LONDON (Reuters) – Bitcoin’s halving has had little impact on its price so far, with industry insiders saying on Monday that the cryptocurrency’s fortunes were more tied to broader financial market sentiment and geopolitics.

Bitcoin enthusiasts have been eagerly awaiting the “halving” – a change in the cryptocurrency’s underlying technology that occurred around 00:14 GMT on Saturday and is designed to reduce the rate at which new bitcoins are created.

The change occurs every four years, and some cryptocurrency fans have pointed to price gains following previous halvings as a sign that bitcoin will rebound again.

As of 14:15 GMT on Monday, the impact was barely noticeable, with bitcoin trading at $66,300. It gained 1.2% last week and was up 3.4% on Monday, but has mostly struggled to find direction since hitting an all-time high of $73,794 last month.

“The geopolitical events that are happening right now are having a bigger impact than the halving, so it would be in line with the perceived easing of tensions between Iran and Israel,” said Mick Roche, senior trader at Zodia Markets, the crypto arm of Standard Chartered.

Global stocks recovered some of their losses on Monday as investors reversed some defensive positions they had taken on fears of a broader conflict in the Middle East.

Eric Demuth, CEO of Austrian cryptocurrency broker Bitpanda, said bitcoin was increasingly dependent on general market sentiment and there was no clear pattern of retail trading activity around the halving.

“Cryptocurrencies are already very similar to stocks.
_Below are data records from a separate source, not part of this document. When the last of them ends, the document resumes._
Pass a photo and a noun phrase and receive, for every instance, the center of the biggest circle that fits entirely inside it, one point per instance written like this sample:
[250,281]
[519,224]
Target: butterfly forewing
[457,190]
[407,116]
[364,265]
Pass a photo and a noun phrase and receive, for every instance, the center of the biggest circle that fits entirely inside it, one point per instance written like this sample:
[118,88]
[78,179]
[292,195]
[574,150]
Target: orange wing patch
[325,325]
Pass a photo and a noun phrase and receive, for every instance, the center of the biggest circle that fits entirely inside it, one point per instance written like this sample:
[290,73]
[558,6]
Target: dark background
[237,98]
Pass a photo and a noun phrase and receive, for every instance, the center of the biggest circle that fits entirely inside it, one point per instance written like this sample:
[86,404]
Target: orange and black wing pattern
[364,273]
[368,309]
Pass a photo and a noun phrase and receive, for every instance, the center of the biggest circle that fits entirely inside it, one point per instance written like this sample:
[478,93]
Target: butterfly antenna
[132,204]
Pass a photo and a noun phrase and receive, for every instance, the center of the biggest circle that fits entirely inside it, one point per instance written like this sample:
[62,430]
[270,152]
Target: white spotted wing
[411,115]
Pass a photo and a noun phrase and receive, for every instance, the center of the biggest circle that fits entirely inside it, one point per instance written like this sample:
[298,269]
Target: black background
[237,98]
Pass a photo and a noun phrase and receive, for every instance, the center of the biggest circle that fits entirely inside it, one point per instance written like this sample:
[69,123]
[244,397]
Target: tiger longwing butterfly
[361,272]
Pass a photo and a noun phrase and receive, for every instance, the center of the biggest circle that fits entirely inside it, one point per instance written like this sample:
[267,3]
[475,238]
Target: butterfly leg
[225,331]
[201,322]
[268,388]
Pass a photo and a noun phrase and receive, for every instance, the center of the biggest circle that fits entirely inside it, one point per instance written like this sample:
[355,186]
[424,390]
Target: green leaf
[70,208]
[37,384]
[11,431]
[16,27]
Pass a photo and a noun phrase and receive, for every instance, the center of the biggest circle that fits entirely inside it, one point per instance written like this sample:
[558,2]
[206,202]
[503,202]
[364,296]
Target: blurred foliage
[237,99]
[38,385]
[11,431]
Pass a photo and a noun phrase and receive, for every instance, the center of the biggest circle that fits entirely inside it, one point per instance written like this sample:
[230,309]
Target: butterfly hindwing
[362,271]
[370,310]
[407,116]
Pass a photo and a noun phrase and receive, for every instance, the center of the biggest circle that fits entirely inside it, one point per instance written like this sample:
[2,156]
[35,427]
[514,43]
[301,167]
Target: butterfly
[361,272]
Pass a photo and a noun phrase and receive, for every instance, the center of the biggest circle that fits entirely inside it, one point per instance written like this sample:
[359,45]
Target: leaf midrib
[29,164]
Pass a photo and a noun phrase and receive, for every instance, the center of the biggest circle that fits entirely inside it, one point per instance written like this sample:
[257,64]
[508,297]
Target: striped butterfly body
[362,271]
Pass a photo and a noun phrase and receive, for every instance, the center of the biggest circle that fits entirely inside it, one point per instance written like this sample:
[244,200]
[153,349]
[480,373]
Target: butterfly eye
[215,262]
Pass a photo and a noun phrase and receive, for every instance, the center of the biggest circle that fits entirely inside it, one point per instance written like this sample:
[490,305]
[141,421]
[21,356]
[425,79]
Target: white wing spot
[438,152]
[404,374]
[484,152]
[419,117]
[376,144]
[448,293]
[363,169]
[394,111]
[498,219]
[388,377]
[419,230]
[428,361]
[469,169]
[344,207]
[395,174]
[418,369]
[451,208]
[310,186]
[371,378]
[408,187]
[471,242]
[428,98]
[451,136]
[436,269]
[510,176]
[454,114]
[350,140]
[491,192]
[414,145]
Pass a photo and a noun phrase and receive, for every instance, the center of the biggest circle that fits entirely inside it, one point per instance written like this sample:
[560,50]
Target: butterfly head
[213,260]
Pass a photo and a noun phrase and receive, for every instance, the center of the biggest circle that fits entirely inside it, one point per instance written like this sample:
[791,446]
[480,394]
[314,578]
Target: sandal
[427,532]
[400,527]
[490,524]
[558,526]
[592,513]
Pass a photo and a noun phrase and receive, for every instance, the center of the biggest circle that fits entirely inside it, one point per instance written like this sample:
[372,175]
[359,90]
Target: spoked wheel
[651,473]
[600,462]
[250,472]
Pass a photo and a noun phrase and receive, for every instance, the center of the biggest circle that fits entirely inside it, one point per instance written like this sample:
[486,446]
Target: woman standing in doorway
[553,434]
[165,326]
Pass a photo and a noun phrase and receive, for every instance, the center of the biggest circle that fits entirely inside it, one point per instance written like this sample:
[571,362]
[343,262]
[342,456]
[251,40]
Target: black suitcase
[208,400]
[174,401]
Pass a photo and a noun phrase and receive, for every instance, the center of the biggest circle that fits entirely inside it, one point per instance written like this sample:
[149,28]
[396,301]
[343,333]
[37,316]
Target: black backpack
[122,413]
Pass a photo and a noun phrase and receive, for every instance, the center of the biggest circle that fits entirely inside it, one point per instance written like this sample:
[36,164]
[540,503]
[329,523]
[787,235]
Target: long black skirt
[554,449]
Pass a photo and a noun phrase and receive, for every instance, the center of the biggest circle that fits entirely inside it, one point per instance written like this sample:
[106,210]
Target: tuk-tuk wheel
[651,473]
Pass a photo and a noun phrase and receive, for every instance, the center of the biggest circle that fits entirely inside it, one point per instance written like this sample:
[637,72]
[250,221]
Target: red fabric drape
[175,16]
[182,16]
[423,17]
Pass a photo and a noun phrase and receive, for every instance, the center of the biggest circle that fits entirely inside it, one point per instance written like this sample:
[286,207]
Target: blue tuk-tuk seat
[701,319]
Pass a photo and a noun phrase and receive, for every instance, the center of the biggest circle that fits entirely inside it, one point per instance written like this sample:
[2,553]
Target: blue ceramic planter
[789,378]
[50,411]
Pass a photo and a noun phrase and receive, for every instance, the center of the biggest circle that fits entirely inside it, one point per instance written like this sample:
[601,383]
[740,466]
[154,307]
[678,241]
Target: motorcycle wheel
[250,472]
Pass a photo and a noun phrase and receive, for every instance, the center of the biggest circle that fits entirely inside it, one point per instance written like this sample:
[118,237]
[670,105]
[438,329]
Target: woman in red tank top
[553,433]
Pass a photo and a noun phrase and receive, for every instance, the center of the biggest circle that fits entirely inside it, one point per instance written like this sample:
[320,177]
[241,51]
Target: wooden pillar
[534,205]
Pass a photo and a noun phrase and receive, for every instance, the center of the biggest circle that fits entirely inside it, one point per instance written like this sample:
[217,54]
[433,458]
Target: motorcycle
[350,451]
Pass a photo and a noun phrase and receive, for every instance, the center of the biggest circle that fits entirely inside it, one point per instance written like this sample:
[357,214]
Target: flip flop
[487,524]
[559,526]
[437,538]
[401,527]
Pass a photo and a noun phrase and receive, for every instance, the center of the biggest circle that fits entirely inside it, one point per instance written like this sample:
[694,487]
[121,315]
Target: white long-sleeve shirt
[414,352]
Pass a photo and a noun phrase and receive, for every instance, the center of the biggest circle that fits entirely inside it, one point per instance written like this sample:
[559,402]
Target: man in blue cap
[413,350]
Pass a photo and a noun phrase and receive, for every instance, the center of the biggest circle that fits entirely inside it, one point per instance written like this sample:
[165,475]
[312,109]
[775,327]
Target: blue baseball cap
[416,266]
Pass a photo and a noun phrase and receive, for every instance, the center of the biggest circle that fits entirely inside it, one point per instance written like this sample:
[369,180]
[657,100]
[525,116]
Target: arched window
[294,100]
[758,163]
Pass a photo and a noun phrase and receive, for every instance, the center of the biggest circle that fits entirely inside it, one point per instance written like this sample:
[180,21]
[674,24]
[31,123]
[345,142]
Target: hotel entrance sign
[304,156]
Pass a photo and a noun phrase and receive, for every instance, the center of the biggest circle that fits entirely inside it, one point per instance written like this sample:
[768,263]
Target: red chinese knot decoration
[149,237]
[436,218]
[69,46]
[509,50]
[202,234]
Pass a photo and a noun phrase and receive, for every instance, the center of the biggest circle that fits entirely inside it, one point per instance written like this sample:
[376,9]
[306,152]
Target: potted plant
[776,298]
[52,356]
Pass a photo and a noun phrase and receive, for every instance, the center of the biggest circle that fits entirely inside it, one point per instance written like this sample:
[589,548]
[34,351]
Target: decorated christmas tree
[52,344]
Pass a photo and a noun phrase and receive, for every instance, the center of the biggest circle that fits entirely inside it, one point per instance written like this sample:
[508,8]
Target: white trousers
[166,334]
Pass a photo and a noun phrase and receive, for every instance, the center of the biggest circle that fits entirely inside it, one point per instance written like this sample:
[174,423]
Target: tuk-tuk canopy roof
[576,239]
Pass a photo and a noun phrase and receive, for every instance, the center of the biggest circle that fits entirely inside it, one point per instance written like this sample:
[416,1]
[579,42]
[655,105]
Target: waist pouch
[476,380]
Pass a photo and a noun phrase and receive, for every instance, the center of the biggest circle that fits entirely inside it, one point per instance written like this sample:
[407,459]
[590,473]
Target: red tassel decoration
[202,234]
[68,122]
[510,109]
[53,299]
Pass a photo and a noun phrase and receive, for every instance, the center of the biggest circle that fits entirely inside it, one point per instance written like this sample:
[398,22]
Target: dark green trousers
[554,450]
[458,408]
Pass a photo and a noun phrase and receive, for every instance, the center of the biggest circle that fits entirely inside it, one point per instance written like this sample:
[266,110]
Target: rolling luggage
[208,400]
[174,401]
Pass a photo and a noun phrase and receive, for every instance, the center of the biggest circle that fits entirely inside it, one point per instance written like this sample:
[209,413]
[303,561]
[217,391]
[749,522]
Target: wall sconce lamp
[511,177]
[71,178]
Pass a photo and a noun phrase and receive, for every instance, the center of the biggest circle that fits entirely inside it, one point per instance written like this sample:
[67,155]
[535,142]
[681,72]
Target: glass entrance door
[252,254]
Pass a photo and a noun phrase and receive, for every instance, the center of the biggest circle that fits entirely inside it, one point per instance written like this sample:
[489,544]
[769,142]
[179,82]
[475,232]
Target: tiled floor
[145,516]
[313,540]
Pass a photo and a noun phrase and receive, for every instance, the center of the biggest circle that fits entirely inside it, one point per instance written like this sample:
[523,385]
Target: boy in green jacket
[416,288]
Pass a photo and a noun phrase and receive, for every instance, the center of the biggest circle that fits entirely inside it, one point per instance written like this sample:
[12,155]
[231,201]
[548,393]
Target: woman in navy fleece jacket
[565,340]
The same people who trade stocks and technology stocks are also interested in cryptocurrencies,” he said.

Excitement over U.S. regulatory approval of bitcoin cash exchange-traded funds (ETFs) helped bitcoin recover last year from a series of crashes in 2022.

For bitcoin, the focus now is on “institutionalization,” said Ben Laidler, global markets strategist at eToro.

Bitcoin is dominated by retail investors, Laidler said, but he expects regulatory changes in the future could make it easier for corporations, banks and central banks to hold Bitcoin.

Cryptocurrencies remain a niche asset class, with their combined value at around $2.5 trillion, according to market tracker CoinGecko.

Regulators warn that they are speculative, risky and have limited real-world uses.

Cryptocurrency markets are also waiting to see whether the U.S. Securities and Exchange Commission will approve spot ETFs for the second-largest cryptocurrency, ether, but Demuth and Roche said hopes that could happen in May were fading.